On New Year’s Eve, sex attacks and muggings targeting women in Cologne has brought German Chancellor Angela Merkel’s open-door migrant policy under fire and the events, carried out by men that many claim were part of the million asylum-seekers to reach Germany, has been used as a propaganda tool to attack Merkel and her policy by the far-right Pegida movement, a German anti-Islamic political group founded in October, 2014.
Saturday morning gave way to an anti-immigrant protest in the German city of Cologne. Reports claim bottles and firecrackers were directed at police lines by protesters from the right-wing-anti-immigrant Pegida movement, forcing Cologne officers to disperse the group using water cannons and pepper spray.
But the anti-Islam Pegida group wasn’t the only protest Cologne witnessed Saturday.
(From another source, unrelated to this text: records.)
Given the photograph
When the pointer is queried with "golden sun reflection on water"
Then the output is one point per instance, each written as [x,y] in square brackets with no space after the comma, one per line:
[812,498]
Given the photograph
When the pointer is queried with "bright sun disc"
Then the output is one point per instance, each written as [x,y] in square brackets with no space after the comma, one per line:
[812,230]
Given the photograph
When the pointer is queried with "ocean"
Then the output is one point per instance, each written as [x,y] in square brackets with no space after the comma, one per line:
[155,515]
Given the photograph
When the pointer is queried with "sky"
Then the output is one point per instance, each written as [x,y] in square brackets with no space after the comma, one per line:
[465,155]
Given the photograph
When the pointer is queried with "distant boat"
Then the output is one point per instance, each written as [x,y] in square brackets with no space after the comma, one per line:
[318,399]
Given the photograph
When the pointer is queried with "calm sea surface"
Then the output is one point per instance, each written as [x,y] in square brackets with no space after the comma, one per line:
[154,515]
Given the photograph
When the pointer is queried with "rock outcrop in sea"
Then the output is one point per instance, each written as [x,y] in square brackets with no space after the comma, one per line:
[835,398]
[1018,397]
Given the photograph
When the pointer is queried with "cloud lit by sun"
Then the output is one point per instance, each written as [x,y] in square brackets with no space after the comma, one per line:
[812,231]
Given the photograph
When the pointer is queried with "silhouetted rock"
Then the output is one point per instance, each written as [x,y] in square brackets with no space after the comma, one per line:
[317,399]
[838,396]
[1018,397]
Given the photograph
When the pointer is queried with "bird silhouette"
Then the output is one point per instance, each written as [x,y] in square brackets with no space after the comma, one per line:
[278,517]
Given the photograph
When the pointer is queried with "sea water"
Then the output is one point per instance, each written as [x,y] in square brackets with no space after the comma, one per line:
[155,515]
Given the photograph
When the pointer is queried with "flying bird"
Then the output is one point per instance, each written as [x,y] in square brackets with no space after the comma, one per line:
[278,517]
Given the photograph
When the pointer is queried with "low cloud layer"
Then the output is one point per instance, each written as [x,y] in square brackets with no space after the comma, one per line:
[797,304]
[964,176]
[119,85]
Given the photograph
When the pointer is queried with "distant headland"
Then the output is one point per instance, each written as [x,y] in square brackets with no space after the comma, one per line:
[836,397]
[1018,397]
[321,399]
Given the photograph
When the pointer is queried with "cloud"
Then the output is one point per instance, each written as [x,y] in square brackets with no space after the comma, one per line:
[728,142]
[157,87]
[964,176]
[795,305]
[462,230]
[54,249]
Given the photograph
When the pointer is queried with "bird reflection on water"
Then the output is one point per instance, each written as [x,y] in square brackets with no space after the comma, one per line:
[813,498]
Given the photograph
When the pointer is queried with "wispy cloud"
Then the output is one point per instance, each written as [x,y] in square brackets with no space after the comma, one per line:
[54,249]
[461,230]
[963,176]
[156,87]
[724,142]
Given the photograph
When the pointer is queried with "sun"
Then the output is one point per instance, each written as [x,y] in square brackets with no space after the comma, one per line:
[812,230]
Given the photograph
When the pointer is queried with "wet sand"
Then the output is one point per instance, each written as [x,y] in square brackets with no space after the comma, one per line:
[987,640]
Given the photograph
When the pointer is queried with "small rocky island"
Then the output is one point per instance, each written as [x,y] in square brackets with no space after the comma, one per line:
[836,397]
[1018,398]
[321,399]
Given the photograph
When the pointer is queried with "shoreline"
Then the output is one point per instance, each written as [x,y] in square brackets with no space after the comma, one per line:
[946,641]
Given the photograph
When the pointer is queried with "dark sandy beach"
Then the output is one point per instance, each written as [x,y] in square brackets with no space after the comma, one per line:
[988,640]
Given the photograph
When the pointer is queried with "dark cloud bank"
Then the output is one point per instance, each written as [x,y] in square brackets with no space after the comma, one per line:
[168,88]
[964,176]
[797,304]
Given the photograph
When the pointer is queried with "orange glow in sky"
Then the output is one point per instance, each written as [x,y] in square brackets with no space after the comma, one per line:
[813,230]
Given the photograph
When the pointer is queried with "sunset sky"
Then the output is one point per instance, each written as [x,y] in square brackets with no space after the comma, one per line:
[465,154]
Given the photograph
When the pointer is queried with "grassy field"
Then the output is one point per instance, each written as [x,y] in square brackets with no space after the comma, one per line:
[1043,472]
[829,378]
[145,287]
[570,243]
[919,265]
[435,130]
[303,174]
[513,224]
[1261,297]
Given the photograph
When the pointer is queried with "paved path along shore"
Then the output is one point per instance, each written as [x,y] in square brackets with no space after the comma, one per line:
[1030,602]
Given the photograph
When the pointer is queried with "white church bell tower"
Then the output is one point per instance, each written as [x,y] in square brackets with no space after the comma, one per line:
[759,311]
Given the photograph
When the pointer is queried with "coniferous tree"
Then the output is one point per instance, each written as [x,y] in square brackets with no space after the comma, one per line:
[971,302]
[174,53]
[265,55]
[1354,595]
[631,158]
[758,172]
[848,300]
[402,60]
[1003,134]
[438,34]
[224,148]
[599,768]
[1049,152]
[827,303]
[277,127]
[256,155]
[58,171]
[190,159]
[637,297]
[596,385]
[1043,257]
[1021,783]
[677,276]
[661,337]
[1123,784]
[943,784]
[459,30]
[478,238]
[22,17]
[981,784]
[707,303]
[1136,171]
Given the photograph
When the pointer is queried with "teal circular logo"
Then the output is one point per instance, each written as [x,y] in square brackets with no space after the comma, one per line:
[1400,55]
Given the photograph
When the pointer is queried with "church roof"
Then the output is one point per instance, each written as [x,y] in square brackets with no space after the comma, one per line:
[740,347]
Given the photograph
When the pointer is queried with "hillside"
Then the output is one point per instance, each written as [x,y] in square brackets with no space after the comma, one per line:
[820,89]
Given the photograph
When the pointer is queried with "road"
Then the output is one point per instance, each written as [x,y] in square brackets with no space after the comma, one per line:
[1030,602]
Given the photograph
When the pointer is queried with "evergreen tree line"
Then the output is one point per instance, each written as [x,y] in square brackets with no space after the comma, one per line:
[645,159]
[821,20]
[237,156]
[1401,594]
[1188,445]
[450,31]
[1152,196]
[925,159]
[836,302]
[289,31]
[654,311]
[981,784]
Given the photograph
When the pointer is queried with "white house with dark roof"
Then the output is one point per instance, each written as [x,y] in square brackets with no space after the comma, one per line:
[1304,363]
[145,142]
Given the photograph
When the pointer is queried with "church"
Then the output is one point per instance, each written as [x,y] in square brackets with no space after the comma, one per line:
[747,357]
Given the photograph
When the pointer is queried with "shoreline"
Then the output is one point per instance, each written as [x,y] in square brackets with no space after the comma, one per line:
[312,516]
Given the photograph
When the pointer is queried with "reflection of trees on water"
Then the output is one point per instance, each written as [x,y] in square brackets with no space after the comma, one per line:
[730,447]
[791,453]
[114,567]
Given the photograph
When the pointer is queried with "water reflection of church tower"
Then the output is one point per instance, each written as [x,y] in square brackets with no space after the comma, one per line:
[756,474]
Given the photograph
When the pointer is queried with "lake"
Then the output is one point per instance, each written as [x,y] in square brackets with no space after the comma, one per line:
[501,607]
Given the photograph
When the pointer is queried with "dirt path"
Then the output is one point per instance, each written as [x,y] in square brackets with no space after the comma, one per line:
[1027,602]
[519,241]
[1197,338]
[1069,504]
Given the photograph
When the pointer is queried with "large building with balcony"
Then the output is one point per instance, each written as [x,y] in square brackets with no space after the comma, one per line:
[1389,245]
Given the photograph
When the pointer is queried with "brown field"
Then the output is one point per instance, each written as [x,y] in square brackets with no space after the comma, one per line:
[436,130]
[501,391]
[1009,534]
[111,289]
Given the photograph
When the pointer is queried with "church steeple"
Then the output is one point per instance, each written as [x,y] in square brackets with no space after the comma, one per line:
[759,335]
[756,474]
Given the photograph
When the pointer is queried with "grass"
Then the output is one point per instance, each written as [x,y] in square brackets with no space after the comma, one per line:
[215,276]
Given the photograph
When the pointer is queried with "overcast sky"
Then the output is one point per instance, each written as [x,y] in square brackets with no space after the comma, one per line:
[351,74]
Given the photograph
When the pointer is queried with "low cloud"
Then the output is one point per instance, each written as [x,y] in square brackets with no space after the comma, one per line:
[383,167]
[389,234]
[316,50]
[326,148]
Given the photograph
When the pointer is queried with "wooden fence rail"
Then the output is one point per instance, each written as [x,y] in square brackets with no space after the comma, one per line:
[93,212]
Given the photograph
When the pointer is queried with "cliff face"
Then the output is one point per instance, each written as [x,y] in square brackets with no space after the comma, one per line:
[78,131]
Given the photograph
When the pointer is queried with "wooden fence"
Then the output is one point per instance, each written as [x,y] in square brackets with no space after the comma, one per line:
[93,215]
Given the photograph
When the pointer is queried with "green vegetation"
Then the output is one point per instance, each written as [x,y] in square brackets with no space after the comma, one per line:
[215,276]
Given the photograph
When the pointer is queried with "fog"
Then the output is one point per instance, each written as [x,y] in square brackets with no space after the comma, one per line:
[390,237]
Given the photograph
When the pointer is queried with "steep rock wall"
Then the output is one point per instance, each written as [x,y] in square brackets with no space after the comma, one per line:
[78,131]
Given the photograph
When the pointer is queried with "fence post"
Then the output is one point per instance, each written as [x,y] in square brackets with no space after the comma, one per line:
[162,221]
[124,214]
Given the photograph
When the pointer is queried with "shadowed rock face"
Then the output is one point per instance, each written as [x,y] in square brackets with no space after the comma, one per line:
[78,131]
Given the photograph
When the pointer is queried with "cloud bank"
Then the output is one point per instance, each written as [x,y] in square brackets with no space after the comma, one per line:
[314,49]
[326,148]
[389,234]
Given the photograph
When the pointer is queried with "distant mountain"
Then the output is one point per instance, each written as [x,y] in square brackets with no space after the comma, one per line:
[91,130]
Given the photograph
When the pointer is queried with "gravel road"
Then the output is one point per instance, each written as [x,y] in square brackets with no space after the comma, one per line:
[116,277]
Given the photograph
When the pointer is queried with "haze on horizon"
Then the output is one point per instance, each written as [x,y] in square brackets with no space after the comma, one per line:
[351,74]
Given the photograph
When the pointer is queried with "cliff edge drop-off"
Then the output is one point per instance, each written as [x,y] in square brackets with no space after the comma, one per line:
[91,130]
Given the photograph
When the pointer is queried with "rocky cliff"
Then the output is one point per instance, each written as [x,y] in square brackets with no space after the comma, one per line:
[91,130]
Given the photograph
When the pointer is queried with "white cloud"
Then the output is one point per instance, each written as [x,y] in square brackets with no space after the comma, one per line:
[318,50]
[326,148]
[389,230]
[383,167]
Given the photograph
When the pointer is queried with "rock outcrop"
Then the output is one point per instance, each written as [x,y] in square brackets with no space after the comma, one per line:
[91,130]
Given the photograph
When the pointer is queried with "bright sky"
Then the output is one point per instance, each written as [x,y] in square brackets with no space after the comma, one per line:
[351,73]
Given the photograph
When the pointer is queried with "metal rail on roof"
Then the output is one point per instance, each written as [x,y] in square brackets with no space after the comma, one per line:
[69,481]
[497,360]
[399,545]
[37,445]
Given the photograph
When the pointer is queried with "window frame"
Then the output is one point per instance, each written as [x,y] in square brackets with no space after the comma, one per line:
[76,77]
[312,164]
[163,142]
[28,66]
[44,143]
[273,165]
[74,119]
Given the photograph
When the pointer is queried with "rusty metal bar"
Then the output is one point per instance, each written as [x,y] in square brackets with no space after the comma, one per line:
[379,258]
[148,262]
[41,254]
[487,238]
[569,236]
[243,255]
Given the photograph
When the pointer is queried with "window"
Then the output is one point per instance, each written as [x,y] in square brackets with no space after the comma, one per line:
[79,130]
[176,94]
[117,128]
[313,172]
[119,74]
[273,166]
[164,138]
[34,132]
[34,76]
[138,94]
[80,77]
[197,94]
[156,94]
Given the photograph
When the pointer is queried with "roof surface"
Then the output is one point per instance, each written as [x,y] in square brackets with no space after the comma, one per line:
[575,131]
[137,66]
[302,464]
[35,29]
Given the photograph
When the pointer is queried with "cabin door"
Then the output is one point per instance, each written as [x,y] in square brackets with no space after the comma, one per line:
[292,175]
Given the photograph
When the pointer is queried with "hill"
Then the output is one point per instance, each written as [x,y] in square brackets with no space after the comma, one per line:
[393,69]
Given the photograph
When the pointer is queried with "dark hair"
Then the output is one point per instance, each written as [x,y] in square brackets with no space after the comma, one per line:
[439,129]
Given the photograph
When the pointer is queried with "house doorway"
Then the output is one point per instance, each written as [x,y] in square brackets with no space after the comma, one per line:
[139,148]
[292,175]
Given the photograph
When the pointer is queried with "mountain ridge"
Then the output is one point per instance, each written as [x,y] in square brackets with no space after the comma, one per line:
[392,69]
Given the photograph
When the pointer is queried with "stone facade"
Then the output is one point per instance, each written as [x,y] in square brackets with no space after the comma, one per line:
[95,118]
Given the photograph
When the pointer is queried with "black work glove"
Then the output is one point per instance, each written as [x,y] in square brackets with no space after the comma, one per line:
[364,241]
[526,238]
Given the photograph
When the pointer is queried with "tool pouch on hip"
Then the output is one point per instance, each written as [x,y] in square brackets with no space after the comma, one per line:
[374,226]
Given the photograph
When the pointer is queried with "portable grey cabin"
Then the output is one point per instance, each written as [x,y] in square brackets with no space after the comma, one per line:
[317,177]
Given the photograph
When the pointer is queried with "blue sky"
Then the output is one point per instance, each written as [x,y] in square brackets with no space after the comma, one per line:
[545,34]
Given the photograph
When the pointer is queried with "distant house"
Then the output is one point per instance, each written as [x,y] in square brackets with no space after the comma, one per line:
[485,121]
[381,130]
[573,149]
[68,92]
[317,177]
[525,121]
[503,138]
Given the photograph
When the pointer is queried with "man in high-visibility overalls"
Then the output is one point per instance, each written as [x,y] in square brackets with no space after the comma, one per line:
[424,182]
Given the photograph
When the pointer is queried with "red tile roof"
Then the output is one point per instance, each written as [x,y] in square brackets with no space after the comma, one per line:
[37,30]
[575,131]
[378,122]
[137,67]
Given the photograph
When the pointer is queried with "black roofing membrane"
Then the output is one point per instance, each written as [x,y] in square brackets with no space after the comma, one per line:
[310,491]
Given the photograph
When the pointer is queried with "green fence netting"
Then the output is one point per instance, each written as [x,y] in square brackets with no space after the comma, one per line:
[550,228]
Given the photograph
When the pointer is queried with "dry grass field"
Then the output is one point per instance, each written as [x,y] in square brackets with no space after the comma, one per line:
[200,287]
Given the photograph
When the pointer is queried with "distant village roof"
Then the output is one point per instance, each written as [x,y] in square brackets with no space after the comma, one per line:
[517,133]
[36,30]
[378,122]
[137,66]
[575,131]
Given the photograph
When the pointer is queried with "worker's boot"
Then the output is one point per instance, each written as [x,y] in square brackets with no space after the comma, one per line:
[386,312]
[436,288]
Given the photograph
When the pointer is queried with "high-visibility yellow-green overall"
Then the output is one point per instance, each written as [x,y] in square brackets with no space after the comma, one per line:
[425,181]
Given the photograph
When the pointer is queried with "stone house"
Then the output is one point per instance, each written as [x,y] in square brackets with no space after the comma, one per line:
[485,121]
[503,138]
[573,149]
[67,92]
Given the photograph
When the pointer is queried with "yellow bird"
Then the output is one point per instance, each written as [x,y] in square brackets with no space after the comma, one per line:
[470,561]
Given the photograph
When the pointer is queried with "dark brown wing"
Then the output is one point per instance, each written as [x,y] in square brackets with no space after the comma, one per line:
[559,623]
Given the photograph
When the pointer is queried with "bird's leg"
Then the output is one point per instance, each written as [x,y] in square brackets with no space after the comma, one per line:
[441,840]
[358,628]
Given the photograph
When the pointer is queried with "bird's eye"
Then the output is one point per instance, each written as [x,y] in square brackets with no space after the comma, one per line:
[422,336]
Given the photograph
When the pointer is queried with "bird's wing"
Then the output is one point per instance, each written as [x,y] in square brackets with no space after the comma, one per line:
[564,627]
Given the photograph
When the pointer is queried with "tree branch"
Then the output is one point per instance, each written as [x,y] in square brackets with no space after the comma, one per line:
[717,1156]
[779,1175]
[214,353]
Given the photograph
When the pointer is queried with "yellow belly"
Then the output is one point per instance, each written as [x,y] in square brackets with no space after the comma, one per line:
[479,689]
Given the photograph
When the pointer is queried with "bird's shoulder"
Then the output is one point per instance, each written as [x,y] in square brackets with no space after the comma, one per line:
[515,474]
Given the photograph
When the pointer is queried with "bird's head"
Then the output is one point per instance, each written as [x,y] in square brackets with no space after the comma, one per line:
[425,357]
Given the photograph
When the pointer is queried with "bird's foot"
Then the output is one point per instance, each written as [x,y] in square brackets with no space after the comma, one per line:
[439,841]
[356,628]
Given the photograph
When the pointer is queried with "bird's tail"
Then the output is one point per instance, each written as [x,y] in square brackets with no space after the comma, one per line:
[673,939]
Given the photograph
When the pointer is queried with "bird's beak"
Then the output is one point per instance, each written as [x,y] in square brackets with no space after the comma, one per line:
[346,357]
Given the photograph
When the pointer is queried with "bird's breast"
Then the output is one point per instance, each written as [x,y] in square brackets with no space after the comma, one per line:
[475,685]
Feminist groups in the region rallied to protest the recent violence against women in the city of Cologne, along with a left-wing anti-Pegida counter-demonstration.
Mrs. Merkel has now resorted to proposing an amendment to her open-door migrant policy: putting focus on the law that denies the right of asylum for those who have committed crimes in the past along with possibility of deporting migrants who are on probation.
“When crimes are committed, and people place themselves outside the law… there must be consequences,” Merkel told reporters after a meeting of her Christian Democrat party leadership in Mainz.
Current German laws will only forcibly send back asylum seekers if they have been sentenced to at least three years’ imprisonment, and providing their lives are not at risk in their countries of origin.
The Telegraph reported early Saturday that Cologne police issued a statement identifying the number of offenses during New Year’s Eve had reached 379 with 40 percent of those numbers being cases of sexual assault (150).
“Those in focus of criminal police investigations are mostly people from North African countries. The majority of them are asylum-seekers and people who are in Germany illegally,” the statement says.
The police’s handling of the situation has also taken fire from the public who felt local officials were protecting those responsible knowing them to be individuals of foreign decent and trying to avoid public controversy regarding their leader’s recent political decision.
And as is the case around the world, established Islamic groups in the region have expressed fears that the actions of a few may jeopardize the future of many.
Despite the turmoil unfolding in Germany, U.N. Special Representative for Migration, Peter Sutherland, has backed the German chancellor, whose career is now being defined by her audacious migrant policy.
Mr. Sutherland declared Mrs. Merkel’s recent move is “entirely appropriate.”
“The full application of the criminal law against those who behave in the way that has apparently taken place is appropriate, and they should not be entitled to asylum.
“However, on the other hand, one must not overreact against a whole category of people.”